The Army has been discussing demand reduction for more than two decades. How do you define demand reduction?
So, first of all, two sets of words come to mind: force protection and combat multiplier. When we look at the development of combat platforms, I want to design the most effective system or weapon I can get into Soldiers’ hands. And yes, we’re going to get to sustainability, reliability, reduction of demand—those are all part of an eventual requirements document. I always want the most reliable, sustainable, effective, and efficient combat platform weapon I can put in Soldiers’ hands. But where are the trade-offs in terms of force protection? If I can reduce the number of Soldiers on the road carrying fuel or reduce the Soldiers on the road carrying water or rations, for instance, it becomes force protection.
We assume that future battlefields will be exceptionally lethal. The other thing that we’ve been assuming for a long time is that units will have to operate in much smaller units and much more dispersed. So, how do you conduct sustainment operations when you have smaller units more widely dispersed, and you have that high lethality from the forward edge of the battle area back to the rear? If we’re going to operate like that, we’ve got to figure out how to reduce demand. Because of the days of running log packs every 24 hours to these highly dispersed units—maybe some great logistician will figure out how to do that—but I think those days are pretty much gone. We’re going to have to reduce demand to be effective in that future operational environment.
Given the probability that increased capability will require more sustainment, where do you see the sweet spot between those two competing needs?

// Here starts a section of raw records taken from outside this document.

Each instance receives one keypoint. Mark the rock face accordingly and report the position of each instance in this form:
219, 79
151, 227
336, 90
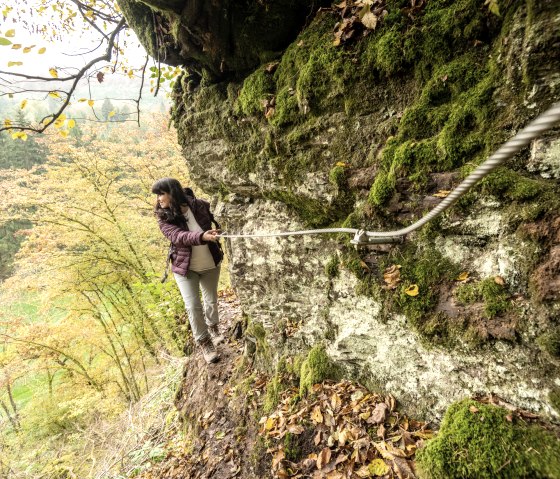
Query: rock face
363, 134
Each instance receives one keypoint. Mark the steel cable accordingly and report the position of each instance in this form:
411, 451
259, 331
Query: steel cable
542, 123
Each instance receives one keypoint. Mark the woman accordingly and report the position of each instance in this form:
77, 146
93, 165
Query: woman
195, 258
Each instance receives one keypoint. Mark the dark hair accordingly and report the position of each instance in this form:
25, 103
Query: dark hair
173, 214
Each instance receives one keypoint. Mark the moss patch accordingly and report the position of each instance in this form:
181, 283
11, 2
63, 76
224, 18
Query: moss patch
316, 368
257, 87
476, 440
495, 296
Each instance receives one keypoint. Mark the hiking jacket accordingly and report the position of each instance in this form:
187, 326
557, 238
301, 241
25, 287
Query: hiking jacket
182, 239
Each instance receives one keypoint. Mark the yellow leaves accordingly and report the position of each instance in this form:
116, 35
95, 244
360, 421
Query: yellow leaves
6, 11
378, 467
412, 290
463, 277
324, 457
60, 120
392, 276
20, 135
316, 415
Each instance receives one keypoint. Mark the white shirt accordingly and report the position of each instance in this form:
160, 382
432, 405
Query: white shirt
201, 258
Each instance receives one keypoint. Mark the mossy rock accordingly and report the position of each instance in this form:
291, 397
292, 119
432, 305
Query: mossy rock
495, 296
316, 368
478, 441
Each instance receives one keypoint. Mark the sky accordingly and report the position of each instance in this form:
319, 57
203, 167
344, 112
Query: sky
67, 53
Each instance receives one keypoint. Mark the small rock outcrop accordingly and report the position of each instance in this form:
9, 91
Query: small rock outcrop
347, 121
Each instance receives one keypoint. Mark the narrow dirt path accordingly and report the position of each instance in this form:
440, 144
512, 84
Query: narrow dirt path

We will probably build some elements of demand reduction in terms of fossil fuels into the next-generation combat vehicle. If you look at it compared to Bradley, we will try to reduce and almost certainly will reduce demand for fossil fuels. If you look at the extended-range cannon artillery, it’s the same chassis as that of the Paladin Integrated Management program. Suppose you look at the precision strike missile, it’s the same chassis, the High Mobility Artillery Rocket System and Multiple Launch Rocket System chassis, but we have designed it to fit two munitions inside the same pod that the Army Tactical Missile (ATACM) goes in right now. So we’re actually reducing the amount of ammunition convoys on the road, so we reduce demand for ammunition just because they can carry more organically.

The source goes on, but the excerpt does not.